The Crucible Essay, Research Paper
I saw the play The Crucible and there were examples of styles of directing and acting that were very interesting. The production was put on by the University of Arizona?s theatre department and as such the directing and acting had its good points and its bad ones.
There was one scene in particular that appeared to be very well directed. Act two takes place in the common room of the Proctor?s house about a week after the initial scene in the Reverend?s home. This scene was especially well directed because of its length and the number of French scenes within it.
The space where this scene took place was rather large, but there were obstacles that had to be dealt with by the director. The blocking was done well in that at no point were any of the actors in each other?s way or upstaging each other. There was also the use of the props. At one point Mary Warren entered and gave a doll to Elizabeth Proctor. This doll was placed on the mantle and left alone for a while. Later when the deputy came to arrest Elizabeth the doll was rediscovered. It had been placed originally in a spot where it was still visible and easily found. Another example is the placement of John Proctor?s whip. In the same sort of instance the whip was placed originally in a spot where it was easy to get to later in the scene.
The many French scenes also must have been challenging to the director. Different actors were entering and leaving the common room throughout the entire scene. The timing of these scenes was very well directed and made the scene flow smoothly. The director used the entire stage and at no point was it unbalanced or lopsided.
One character I found engaging was the Reverend John Hale played by L. Jay Meyer. The reason I found him so interesting was because of the way he went from a character I liked to one I disliked back to one I liked in the span of one play.
When Reverend Hale was first introduced he seemed to be the master of the subject at hand, witchcraft. It appeared that he had all of the answers and would be able to cure the girls that had been infected by the demons. He had just come from a town with a similar problem and had many books on the subject. At this point it looked as though he was going to be the savior of this little town, but that all changed soon.
When the Judge came to town and started arresting people for suspected witchcraft the Reverend Hale was supporting him. Hale believed what the girls said about all of the other women in town and helped arrest them. Meyer did an excellent job of portraying Hale and made the audience believe that he was trying to do the right thing. At this point the attitude towards Hale was beginning to turn towards the negative side, but that all soon changed.
Once Elizabeth Proctor was arrested Hale made a change. Meyer played the role well by convincing the audience that he had a sort of revelation. He knew that Elizabeth was not a witch and tried to get her to do whatever it took to get her released. He attempted to get her to confess, but when he realized that that would be wrong he consoled her. It was only after his long time away that he came back to comfort John and Elizabeth. Meyer went from good guy to bad guy back to good guy through the play and it was his portrayal of Hale that kept the audience with him the whole way.
I have a friend that would have gone to this production and possibly walked out. She is a theatre going person and has seen most of the shows that have gone through Phoenix. She has also acted in a couple of productions as well.

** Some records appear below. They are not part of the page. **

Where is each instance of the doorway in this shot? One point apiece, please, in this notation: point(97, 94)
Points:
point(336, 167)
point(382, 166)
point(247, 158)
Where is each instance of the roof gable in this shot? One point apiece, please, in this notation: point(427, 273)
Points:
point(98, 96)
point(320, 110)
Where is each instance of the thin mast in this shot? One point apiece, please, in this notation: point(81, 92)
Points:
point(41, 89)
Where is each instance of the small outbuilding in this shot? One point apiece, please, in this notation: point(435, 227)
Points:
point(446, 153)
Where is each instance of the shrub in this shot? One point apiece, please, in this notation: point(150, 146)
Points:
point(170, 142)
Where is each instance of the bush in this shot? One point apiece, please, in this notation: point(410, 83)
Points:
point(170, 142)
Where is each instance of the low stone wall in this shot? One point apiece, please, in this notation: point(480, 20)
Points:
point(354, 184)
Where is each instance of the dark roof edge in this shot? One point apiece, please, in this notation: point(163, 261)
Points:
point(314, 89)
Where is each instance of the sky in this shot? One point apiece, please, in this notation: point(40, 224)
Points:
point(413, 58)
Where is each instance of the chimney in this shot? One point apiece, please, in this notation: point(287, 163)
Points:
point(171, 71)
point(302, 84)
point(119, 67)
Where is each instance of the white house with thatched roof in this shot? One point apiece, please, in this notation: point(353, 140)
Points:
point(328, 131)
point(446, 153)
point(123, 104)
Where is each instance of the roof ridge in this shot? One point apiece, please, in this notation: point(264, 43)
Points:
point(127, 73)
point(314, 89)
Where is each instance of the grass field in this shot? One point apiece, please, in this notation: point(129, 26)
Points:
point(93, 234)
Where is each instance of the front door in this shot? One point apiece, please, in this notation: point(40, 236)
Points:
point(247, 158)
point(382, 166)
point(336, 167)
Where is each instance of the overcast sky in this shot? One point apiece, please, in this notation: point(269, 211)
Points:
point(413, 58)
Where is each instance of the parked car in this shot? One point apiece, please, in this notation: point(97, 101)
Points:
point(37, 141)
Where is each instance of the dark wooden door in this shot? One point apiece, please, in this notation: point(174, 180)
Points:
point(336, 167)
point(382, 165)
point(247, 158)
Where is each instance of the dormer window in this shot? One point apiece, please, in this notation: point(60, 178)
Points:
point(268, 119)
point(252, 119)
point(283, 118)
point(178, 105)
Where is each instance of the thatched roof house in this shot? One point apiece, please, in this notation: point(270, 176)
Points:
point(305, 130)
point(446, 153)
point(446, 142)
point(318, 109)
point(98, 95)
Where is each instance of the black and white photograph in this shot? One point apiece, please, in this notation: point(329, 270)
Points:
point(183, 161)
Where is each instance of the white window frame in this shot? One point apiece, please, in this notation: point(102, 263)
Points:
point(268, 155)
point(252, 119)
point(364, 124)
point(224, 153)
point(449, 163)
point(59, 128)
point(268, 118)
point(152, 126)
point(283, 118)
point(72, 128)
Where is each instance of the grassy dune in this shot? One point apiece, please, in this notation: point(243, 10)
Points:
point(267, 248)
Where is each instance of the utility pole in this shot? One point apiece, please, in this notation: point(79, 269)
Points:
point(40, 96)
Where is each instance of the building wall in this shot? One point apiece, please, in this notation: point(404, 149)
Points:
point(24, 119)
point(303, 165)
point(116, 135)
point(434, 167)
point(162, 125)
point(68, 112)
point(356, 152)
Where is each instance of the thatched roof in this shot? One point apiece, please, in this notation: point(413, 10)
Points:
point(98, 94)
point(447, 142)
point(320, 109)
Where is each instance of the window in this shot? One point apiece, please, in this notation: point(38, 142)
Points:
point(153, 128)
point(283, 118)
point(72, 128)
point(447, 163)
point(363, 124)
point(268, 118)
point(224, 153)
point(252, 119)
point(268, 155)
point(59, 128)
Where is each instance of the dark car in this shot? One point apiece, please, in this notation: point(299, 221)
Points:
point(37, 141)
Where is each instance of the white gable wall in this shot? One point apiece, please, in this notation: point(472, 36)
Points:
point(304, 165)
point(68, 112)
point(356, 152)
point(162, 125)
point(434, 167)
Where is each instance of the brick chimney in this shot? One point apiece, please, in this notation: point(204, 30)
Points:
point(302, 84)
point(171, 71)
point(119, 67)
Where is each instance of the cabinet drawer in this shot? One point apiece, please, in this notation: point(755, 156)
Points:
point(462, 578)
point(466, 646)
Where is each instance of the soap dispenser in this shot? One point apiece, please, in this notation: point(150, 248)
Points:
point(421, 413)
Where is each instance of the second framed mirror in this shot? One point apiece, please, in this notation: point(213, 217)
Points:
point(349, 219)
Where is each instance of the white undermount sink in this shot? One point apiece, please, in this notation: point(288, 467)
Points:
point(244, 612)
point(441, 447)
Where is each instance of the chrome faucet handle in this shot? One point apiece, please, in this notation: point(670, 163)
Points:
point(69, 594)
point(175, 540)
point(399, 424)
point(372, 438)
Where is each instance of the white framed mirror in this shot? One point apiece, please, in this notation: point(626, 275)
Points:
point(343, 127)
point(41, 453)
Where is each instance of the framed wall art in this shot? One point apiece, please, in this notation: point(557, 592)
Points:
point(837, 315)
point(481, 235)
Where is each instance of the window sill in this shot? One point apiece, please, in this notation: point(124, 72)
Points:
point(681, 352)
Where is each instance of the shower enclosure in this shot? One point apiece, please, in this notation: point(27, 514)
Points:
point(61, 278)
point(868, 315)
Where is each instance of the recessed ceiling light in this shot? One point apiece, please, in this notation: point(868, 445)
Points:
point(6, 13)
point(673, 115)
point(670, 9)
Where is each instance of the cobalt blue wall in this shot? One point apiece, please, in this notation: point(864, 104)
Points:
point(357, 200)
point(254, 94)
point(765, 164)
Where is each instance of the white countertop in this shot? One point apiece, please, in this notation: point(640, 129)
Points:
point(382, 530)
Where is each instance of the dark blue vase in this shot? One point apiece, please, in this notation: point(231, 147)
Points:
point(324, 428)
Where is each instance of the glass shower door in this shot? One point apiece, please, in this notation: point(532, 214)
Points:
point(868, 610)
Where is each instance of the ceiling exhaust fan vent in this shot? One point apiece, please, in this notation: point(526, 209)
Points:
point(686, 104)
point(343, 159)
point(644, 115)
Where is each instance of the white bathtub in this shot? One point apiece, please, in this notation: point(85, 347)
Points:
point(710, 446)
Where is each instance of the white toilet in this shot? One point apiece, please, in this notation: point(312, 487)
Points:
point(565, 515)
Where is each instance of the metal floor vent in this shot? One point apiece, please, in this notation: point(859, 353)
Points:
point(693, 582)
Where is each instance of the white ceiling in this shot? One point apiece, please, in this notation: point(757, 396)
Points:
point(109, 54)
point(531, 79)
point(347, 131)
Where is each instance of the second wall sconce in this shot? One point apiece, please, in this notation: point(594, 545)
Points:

The reason I say she might have walked out is because of the acting. Other than Hale, the other roles seemed to be played in an over dramatic manner. The actors and actresses on stage looked like actors and actresses trying to play their roles as opposed to the actual characters. I know that I saw one of the first performances, but lines were stumbled on and they seemed to be just reciting. The dialogue did not flow well and their actions seemed deliberate and over done.
One part in particular was the final scene in the jail when the judge and the deputy are attempting to get John Proctor to confess. The way that Frank Mihelich, John Proctor, over did the ending caused me to leave the theatre with a bad taste in my mouth. I also know that if I felt that way then my friend would have felt even worse. She always seems more critical of plays than I do. When Proctor signed the confession and then tore it up and gave his speech about wanting to keep his name, my friend would not have been convinced. She would have said that Mihelich could have got the point of the speech across more effectively with less emotion.
In all, the directing and acting both had its good points and its bad points. Unfortunately, the one well directed scene and the one convincing actor would not have been enough to satisfy my friend, and it was not enough to satisfy me.